There are about 275,000 people trapped by the siege of eastern Aleppo, where civilians are suffering through daily bombing, including by bunker-buster and incendiary weapons, and through starvation, as limited supplies run out and aid convoys are blocked from the city.
Russia vetoed a French-drafted U.N. Security Council resolution on Saturday that would have demanded an end to air strikes and military flights over Syria’s city of Aleppo.
The Russian foreign ministry said the Franco-Spanish resolution “distorted” the real situation in Syria, and that a ban on aerial bombardment would “provide cover to terrorists from Jabhat al-Nusra” and allied militants.
After Russia’s veto, the council moved to the second vote on the Russian-drafted counter-resolution, but it failed to gather enough votes to pass.
The Russian resolution, which omitted mention of aerial bombardment, was voted down with nine votes against and four in favor.
China’s U.N. Ambassador Liu Jieyi said some of the content of the French draft “does not reflect the full respect for the sovereignty, independence, unification and territorial integrity of Syria,” while the content of the Russian draft did.
“We regret that the (Russian draft) resolution was not adopted,” he told the council.
Russia only gained the support of China, Venezuela and Egypt for its draft resolution. Angola and Uruguay abstained, while the remaining nine council members voted against.

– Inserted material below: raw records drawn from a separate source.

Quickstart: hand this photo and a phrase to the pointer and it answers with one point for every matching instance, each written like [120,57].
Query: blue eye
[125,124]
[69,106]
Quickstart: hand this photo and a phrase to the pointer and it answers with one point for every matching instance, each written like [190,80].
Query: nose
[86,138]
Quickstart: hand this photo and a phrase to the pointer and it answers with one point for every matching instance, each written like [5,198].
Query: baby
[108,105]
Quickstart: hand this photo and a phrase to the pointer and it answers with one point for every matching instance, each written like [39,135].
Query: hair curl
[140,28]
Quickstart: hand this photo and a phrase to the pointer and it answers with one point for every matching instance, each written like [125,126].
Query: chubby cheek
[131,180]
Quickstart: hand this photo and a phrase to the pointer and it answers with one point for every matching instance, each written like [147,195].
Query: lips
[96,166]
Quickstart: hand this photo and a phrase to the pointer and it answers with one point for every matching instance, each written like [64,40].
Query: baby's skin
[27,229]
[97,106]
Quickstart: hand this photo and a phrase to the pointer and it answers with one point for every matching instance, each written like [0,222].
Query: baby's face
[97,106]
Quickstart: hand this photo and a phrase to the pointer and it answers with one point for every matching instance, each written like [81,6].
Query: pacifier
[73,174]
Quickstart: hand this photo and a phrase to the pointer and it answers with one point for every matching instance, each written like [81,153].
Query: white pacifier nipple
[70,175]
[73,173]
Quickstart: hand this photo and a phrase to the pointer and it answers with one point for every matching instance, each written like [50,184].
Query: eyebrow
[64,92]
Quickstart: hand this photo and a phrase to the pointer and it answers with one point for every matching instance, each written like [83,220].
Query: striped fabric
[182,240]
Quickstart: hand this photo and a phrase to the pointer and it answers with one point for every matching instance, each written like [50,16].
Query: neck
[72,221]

Churkin, who is council president for October, described the dual votes on Saturday as one of the “strangest spectacles in the history of the Security Council.”
“Given that the crisis in Syria is at a critical stage, when it is particularly important that there be a coordination of the political efforts of the international community, this waste of time is inadmissible,” Churkin told the council.
global tension raises
“Normally I begin my statement with, ‘Thank you Mr President’,” Matthew Rycroft, the UK ambassador to the UN, said at the start of his remarks. “I cannot do this today.”

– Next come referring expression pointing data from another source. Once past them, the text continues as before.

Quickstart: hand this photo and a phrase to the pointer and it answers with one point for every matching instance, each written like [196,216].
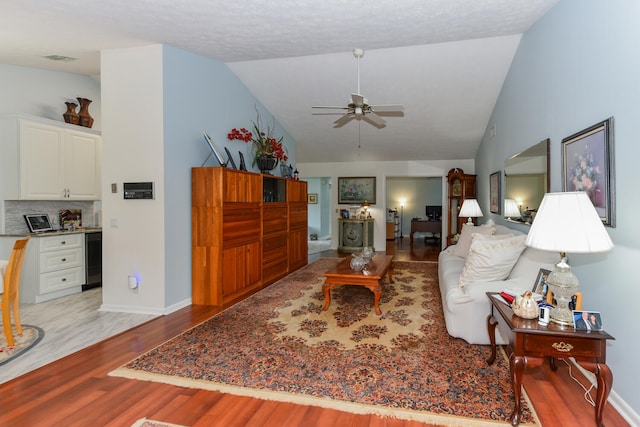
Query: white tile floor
[70,324]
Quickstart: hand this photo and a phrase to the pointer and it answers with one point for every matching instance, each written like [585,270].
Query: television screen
[434,212]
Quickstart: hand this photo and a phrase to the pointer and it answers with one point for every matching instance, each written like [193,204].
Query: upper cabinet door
[83,166]
[57,163]
[41,161]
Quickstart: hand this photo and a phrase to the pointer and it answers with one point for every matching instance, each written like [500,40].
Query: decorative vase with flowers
[268,150]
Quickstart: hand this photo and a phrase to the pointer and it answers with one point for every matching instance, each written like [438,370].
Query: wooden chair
[11,290]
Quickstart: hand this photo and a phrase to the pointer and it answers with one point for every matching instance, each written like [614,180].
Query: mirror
[527,179]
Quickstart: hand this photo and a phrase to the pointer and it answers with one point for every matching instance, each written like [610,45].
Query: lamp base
[564,284]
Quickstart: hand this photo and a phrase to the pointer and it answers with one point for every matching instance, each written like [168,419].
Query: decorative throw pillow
[462,247]
[491,259]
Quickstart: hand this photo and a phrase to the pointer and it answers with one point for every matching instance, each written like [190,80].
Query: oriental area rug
[279,345]
[31,335]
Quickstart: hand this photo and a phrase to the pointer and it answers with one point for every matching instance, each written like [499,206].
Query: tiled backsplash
[15,209]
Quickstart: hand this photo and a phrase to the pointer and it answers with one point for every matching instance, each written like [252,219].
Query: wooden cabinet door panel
[274,218]
[242,186]
[241,222]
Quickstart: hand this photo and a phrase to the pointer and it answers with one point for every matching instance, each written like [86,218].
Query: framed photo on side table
[494,192]
[587,165]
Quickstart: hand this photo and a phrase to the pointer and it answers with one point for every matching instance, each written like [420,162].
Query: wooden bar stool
[11,290]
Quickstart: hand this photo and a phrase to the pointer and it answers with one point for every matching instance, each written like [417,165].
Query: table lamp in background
[470,209]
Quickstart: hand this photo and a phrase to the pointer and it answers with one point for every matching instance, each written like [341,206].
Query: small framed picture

“This council cannot stand by while such misery is meted out on the people of Aleppo. And yet, thanks to you, Mr President, that is exactly what we are doing,” Rycroft told the council. “Thanks to your actions today, Syrians will continue to lose their lives in Aleppo and beyond to Russian and Syrian bombing. Please stop now.”

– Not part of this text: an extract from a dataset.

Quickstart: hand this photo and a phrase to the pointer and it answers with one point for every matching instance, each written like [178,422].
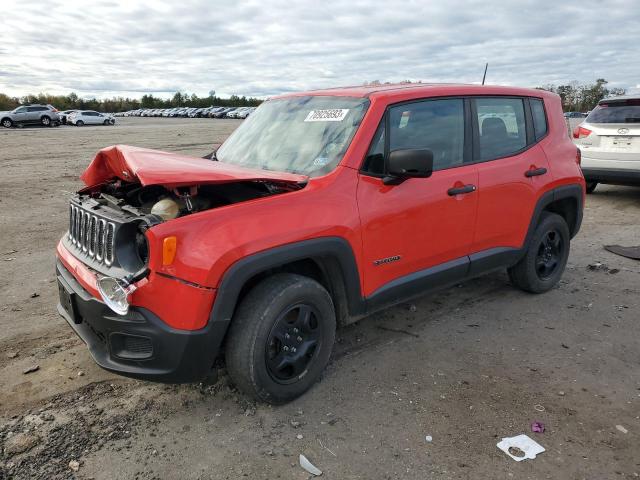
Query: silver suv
[44,115]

The US deputy ambassador, David Pressman, said: “One of us, perversely the president of council, is determined for the killing to continue, and is helping carry it out.”
In response to Rycroft’s comments, Vitaly Churkin, Russia’s ambassador to the UN, said “the UK should stop supporting terrorists instead”.
“Stop supporting all the villains across the world, including terrorists,” he said.
“Stop interfering in the internal affairs of sovereign states. Stop your colonial habits. Leave the world in peace and then, maybe, things will improve in many areas and regions of the world.”
“Russia has become one of the chief purveyors of terror in Aleppo, using tactics more commonly associated with thugs than governments,” U.S. Deputy Ambassador to the United Nations David Pressman told the council.
He said Russia was “intent on allowing the killing to continue and, indeed, participating in carrying it out” and that what was needed from Moscow was “less talk and more action from them to stop the slaughter.”
The United States on Monday suspended talks with Russia on implementing a ceasefire deal in Syria, accusing Moscow of not living up to its commitments to halt fighting and ensure aid reached besieged communities.
The Assad regime forces, backed by Russian air power, Iranian ground forces and Shi’ite militia fighters from Iran, Iraq, and Lebanon, has been tightening its grip on rebel-held districts of Aleppo this year, and this summer achieved a long-held goal of fully encircling the area.
Recovering full control of the rebels’ last significant urban area would be the most important victory of the war so far for Assad, strengthening his control over Syria’s most populous and strategically important regions.